Bytecode can also be created on the fly using tools like Mockito, or through generation agents like the higher level ByteBuddy or the lower level ASM. Many of these types of tools provide simple transformation operations on existing classes, like inserting instrumentation, and there are constraints about methods (including the ability to generate accurate object maps for the compiler) which can be challenging.

Summary

The bytecode format used by classfiles is remarkably compact yet extensible. Of the constant pool types, very few new entries have arrived and only one removal since the JVM was created; the majority of new features have been added through attributes, either on the class as a whole or on the individual methods.

Bytecode has remained very similar as well; much of the innovation has come from higher up the stack in the Java compiler. The only significant changes were the introduction of invokedynamic in Java 7 (which set the ground for Lambdas arriving later) and building on top of that the CONSTANT_Dynamic_Info and CONSTANT_InvokeDynamic constant pool types.

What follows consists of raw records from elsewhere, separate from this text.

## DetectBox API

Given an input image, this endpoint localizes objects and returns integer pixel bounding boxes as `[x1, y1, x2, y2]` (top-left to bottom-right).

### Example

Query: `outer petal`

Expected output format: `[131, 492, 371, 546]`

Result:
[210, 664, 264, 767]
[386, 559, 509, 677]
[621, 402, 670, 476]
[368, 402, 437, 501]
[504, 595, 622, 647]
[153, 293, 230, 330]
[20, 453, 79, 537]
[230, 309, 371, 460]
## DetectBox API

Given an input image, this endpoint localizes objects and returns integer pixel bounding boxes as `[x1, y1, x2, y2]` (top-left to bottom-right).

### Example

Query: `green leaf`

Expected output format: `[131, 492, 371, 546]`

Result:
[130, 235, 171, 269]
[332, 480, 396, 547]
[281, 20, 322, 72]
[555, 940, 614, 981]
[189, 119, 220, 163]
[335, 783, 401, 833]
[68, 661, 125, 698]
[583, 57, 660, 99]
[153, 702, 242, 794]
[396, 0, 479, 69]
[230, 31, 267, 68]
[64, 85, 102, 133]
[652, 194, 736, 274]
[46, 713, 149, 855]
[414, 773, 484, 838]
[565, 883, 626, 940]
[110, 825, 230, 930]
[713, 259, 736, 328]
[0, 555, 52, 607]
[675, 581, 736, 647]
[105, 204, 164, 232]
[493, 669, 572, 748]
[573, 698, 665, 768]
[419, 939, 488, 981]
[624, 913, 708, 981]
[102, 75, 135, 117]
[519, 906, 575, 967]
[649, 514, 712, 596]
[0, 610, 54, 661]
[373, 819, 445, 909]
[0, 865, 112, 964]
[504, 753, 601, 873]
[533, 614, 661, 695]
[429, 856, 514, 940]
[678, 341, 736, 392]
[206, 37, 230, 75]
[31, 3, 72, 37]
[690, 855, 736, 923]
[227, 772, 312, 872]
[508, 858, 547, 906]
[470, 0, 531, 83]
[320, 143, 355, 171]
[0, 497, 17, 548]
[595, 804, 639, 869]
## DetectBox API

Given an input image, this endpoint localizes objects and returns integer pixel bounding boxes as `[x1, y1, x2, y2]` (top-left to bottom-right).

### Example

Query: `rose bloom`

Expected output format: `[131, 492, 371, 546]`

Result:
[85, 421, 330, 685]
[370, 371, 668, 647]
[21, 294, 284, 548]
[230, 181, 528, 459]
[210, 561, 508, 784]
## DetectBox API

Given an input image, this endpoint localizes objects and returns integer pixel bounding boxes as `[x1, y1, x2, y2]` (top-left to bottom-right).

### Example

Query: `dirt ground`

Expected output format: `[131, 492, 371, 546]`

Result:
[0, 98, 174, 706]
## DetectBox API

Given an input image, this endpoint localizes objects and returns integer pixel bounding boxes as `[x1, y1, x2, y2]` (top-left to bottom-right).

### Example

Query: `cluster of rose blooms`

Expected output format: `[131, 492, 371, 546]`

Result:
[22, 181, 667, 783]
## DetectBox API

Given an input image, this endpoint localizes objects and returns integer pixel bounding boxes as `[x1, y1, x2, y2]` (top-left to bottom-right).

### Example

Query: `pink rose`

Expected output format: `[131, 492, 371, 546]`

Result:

There was a political decision to increment the bytecode number upon each major release since Java 8, although the bytecode hasn’t changed that much. One argument for doing this is you know when you have a class file that requires Java 11 runtime features, even if the bytecode could run on a Java 8 VM. Since it’s also possible to get a Java compiler to output bytecode with a lower level, it doesn’t make much of a difference, and it also allows you to use javap to find out what version of Java is required to run a particular class.

Getting started with understanding bytecode is easy; just run javap -c -v java.lang.Object or javap -c -v java.lang.String and see if you can understand what it tells you. Then try stepping through some compiled bytecode with JITWatch or the JVMulator. Finally, use the code snippets above or in the presentation to compile some Java code on the fly and then execute it. Once you’ve done that, you’ll have a much greater appreciation of what the JVM does for you every day.